T-Mobile presents a compelling long opportunity based on its current technical setup and strong financial performance. The potential for an upside move towards $185 in the short term and $195 in the medium term makes it an attractive candidate for bullish traders. However, always keep a keen eye on market conditions and adjust your trading strategy accordingly.
Short-Term (1-2 Weeks)
Price Target: $185
Strategy: Long
With the current consolidation phase and bullish indicators, a long position appears favorable.

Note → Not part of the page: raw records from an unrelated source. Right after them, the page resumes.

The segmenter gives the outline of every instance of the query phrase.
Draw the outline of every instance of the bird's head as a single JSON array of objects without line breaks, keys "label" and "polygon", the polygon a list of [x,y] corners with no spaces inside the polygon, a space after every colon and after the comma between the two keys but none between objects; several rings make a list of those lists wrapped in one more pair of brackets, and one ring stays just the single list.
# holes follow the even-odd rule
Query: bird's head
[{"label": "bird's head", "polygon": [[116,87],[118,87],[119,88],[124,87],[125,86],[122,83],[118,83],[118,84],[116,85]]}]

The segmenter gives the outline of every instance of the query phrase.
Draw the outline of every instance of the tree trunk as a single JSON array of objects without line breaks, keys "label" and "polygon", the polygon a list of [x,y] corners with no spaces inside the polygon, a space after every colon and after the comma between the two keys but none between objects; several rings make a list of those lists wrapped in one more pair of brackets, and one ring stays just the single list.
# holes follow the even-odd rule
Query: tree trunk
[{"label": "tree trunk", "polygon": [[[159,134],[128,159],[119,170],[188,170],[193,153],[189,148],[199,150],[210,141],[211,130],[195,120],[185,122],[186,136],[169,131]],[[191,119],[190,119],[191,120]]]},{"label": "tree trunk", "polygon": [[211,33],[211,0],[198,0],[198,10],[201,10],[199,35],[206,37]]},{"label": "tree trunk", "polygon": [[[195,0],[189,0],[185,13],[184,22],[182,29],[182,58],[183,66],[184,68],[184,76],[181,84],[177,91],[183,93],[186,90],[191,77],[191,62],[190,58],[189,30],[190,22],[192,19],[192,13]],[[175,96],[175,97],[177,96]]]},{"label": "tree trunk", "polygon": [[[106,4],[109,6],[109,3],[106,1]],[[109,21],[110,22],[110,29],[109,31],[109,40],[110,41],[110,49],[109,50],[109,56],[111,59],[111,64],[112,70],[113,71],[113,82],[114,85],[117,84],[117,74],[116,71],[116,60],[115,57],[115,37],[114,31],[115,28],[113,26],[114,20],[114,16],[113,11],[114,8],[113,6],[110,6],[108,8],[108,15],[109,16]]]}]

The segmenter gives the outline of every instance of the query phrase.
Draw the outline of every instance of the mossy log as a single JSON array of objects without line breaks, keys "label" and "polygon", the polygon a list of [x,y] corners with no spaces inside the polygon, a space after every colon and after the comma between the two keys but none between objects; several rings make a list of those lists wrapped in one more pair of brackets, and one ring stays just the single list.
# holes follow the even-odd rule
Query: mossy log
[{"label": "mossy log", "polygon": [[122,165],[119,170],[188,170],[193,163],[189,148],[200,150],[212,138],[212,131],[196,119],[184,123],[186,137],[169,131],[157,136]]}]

Enter at the current price of $177.42, with a stop-loss set at $172. This stop-loss is strategically placed just below the Ichimoku Base Line and the 20-day EMA, providing a safety net against potential downside volatility.
Medium-Term (1-3 Months)
Price Target: $195
Strategy: Long
Assuming the stock breaks above the $180 resistance level convincingly, the next target would be $195. Maintain the stop-loss at $172 initially, and trail it upwards as the stock moves in your favor, adjusting it to just below key support levels indicated by the moving averages.
Short Position Consideration
When to Short: If the stock fails to sustain above $175 and breaks below the Ichimoku Cloud support around $172, consider shorting with a target of $165 and a stop-loss at $177. This scenario would be driven by a broader market downturn or negative company-specific news.